Reading & writing
Two words cover every way in and out of dpyr: read() and .write().
read() takes a path, a URL, or any tabular object in memory and gives
you a dataframe (or a database catalog); .write() sends a result to any of
the same places. Whatever the source, the data ends up as Arrow in RAM,
and your verbs run on polars or duckdb — you never pick a parser.
There are deliberately almost no options to learn. read() takes the
thing (a path, a URL, an object) and, when the source contains more
than one table, a name — the sheet of a spreadsheet, the table of a
database, the split of a dataset:
read("trees.csv") # one-table sources: just the path
read("survey.xlsx", "2024") # the sheet called "2024"
read("forest.db", "plots") # the table called "plots"
Multi-table sources opened without a name give you a catalog you can
explore — a duckdb file lists its tables, a multi-sheet workbook its
sheets — so print(read("mystery.xlsx")) is always a safe first move.
That's the whole API. Everything format-specific — what the second argument means, what can go wrong, how to fix it — lives on one page per format below.
Every source and destination
| Source / destination | read() |
.write() |
Details |
|---|---|---|---|
.csv, .tsv (and .gz) |
✓ | ✓ | CSV & TSV |
.parquet / .pq |
✓ | ✓ | Parquet |
.xlsx, Google Sheets URLs |
✓ | ✓ (.xlsx) |
Excel & Google Sheets |
.json, .jsonl / .ndjson |
✓ | ✓ | JSON |
.arrow / .feather / .ipc |
✓ | ✓ | Arrow IPC |
.db / .duckdb / .ddb, .sqlite / .sqlite3, live connections |
✓ | ✓ | Databases |
https://, s3://, hf:// URLs |
✓ | — | Remote data |
| dict, polars, pandas, arrow, numpy, torch/jax, 🤗 datasets | ✓ | n/a | In-memory objects |
An unknown extension fails with the list of what's supported, so the error message is also the documentation. And every source joins every other source — see Joins.
Files round-trip
import tempfile, pathlib
from dpyr import read, col, n
tmp = pathlib.Path(tempfile.mkdtemp())
trees = read({
"species": ["sugar maple", "red oak", "white pine", "sugar maple"],
"height_m": [24.0, 19.5, 31.0, 12.5],
"tapped": [True, False, False, True],
})
trees.write(str(tmp / "trees.parquet"))
trees.write(str(tmp / "trees.jsonl"))
trees.write(str(tmp / "trees.tsv"))
tall = read(str(tmp / "trees.parquet")).filter(col.height_m > 15)

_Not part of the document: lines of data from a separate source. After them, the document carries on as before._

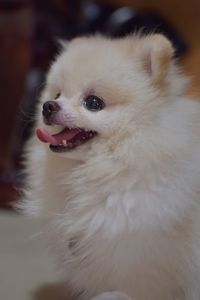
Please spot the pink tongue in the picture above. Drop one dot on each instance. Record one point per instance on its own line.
(56, 139)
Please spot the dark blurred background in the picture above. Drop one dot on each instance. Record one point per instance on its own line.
(29, 31)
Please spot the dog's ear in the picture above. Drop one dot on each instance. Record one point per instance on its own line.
(154, 53)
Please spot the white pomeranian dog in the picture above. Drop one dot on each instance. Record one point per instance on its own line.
(114, 167)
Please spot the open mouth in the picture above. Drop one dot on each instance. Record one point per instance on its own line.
(65, 140)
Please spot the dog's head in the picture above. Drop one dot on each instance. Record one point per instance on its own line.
(100, 91)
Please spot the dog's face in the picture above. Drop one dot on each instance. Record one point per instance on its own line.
(99, 91)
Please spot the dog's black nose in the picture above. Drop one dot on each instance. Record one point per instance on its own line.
(50, 108)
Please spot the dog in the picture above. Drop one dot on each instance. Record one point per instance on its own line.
(114, 167)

print(tall.collect()["species"].to_list())
print(read(str(tmp / "trees.jsonl")).collect().height)
['sugar maple', 'red oak', 'white pine']
4
File reads are scans: nothing is parsed until something materializes, and only the columns and rows your chain needs are touched.
Where write() runs
On duckdb-backed chains, write() to parquet, csv, or jsonl compiles to
an in-engine COPY (<query>) TO ... — the rows go straight from the
database to the file without entering Python. To land results inside
an engine instead of a file, see to_table() and to_view() in the
backends guide.